Anche Gerit Rietveld promuove  un nuovo concetto spaziale "i miei mobili tentano di non interrompere lo spazio". Rietveld sembra aver visto la sua sedia Red & Blu come un'opera d'arte poiché la chiama "creazione spaziale", indicandola come una scultura nello spazio, piottosto che un pezzo di mobilia. http://www.bauhauswarehouse.com/index.php?option=com_content&view=article&id=77&Itemid=92&lang=it
Attorno ad Armstrong possiamo notare altre opere di Ritveld che giacciono sulla superficie lunare, si tratta di altri tre modellini, quella in fondo è sempre la Red & Blu, in questo caso nella versione legno al naturale  realizzata da altri allievi (alcuni esempi di Fabrizio Cacciola allievo del corso di design -twice design-  es. http://ceciliapolidoritwicedesign.blogspot.it/2012/03/red-and-bluemodellino-legno.html e di Giancarlo Ferrante allievo del corso di design -twice design- es. http://ceciliapolidoritwicedesign.blogspot.it/2012/01/realizzazione-di-una-red-and-blue-in.html )
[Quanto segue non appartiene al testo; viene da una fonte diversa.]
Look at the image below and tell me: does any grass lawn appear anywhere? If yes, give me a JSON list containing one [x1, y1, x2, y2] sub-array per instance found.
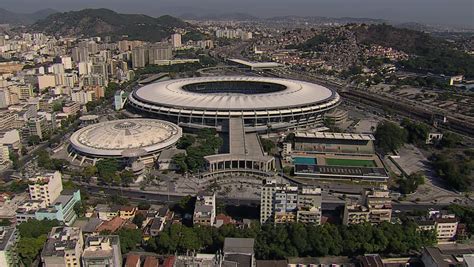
[[326, 158, 376, 167]]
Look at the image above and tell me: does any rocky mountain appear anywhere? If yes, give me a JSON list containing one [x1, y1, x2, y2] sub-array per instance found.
[[0, 8, 58, 25], [32, 8, 191, 41]]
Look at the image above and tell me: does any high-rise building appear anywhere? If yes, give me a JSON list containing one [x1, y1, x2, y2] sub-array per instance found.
[[71, 47, 89, 63], [61, 56, 72, 70], [0, 88, 10, 108], [148, 44, 173, 64], [27, 115, 51, 140], [38, 74, 56, 91], [71, 90, 95, 105], [171, 33, 181, 48], [41, 226, 84, 267], [193, 194, 216, 226], [28, 171, 63, 205], [78, 62, 92, 75], [82, 235, 122, 267], [260, 181, 321, 224], [132, 46, 148, 69], [0, 226, 19, 267]]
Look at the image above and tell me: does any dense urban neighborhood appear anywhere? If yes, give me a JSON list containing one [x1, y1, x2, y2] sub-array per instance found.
[[0, 5, 474, 267]]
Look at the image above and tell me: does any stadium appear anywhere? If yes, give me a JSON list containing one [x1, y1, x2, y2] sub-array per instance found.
[[127, 76, 340, 132], [69, 119, 182, 164]]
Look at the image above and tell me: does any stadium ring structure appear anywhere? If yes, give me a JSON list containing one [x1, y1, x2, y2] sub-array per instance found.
[[127, 76, 341, 132], [69, 119, 182, 165]]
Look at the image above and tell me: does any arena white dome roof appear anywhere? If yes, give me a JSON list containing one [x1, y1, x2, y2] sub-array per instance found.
[[131, 76, 339, 111], [70, 119, 182, 157]]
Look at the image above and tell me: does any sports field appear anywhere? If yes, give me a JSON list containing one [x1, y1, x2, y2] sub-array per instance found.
[[326, 158, 377, 167]]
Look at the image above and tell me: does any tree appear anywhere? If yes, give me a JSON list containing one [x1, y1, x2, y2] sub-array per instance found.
[[375, 121, 407, 153], [120, 170, 135, 186], [74, 201, 87, 217], [439, 132, 462, 148], [27, 135, 41, 146], [176, 135, 196, 149], [401, 119, 430, 145], [8, 152, 21, 170], [18, 219, 59, 266], [132, 213, 146, 228], [96, 159, 119, 183], [17, 238, 47, 266], [117, 228, 142, 254], [0, 219, 12, 226], [399, 172, 425, 194], [82, 165, 98, 182]]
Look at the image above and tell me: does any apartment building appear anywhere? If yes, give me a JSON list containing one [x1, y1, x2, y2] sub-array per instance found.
[[28, 171, 63, 206], [343, 190, 392, 225], [260, 180, 321, 224], [41, 226, 84, 267], [193, 194, 216, 226], [82, 235, 122, 267], [0, 226, 19, 267]]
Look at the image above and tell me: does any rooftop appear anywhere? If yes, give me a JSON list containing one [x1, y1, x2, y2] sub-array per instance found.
[[70, 119, 182, 156], [224, 237, 255, 254], [295, 132, 375, 141], [130, 76, 339, 114]]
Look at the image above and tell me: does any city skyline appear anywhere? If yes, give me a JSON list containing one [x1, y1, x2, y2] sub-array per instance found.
[[0, 0, 474, 27]]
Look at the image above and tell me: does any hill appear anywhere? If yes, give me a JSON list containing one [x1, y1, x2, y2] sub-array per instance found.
[[0, 8, 57, 25], [297, 24, 474, 77], [32, 8, 191, 41]]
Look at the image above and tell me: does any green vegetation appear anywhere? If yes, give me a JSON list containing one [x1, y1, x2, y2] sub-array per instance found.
[[147, 222, 436, 260], [96, 159, 119, 184], [132, 213, 146, 228], [438, 132, 462, 148], [176, 134, 196, 149], [398, 173, 425, 194], [18, 219, 59, 266], [32, 8, 188, 42], [117, 229, 142, 254], [0, 180, 28, 193], [447, 204, 474, 238], [401, 119, 430, 146], [35, 150, 69, 171], [326, 158, 376, 167], [8, 151, 22, 170], [431, 150, 474, 191], [181, 31, 210, 42], [27, 135, 41, 146], [375, 121, 407, 153], [353, 24, 474, 77], [173, 129, 223, 173], [0, 219, 12, 226]]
I restanti due sono, una la Berlin chair di Gerit Rietveld, è stata progettata nel 1923 appositamente per la Sala Esposizione Olandese a Berlino, da
cui ne deriva il nome. Egli esprime il suo stile nella modulazione geometrica dello spazio ottenuta per mezzo della scansione dei piani, sui quali agisce il peso diverso dei colori fondamentali. E' questo ciò che egli sintetizza con la progettazione di questa seduta. http://tricchetetracchete.wordpress.com/2012/08/22/berlin-chair-rietveld/ riprodotta in modelli da altri allievi, (tra alcuni esempi quella di Vanessa Giurlanda allieva del corso di design -twice design- es. http://ceciliapolidoritwicedesign.blogspot.it/2012/01/berlinchair-1923-intornoal-1923.html , e l'altra spempre la Berlin chair nella versione interamente bianca, riprodotta in modelli da allievi, tagliando, verniciando e assemblando diverse parti di compensato. (esempio, di Giuseppe Santoro allievo del corso di design -twice design- es.http://ceciliapolidoritwicedesign.blogspot.it/2012/03/white-berlin-chair-la-berlin-chair.html Ricordando sempre le parole di Bruno Munari "Quando qualcuno dice: questo lo so fare anch'io, vuol dire che lo sa rifare altrimenti lo avrebbe già fatto prima".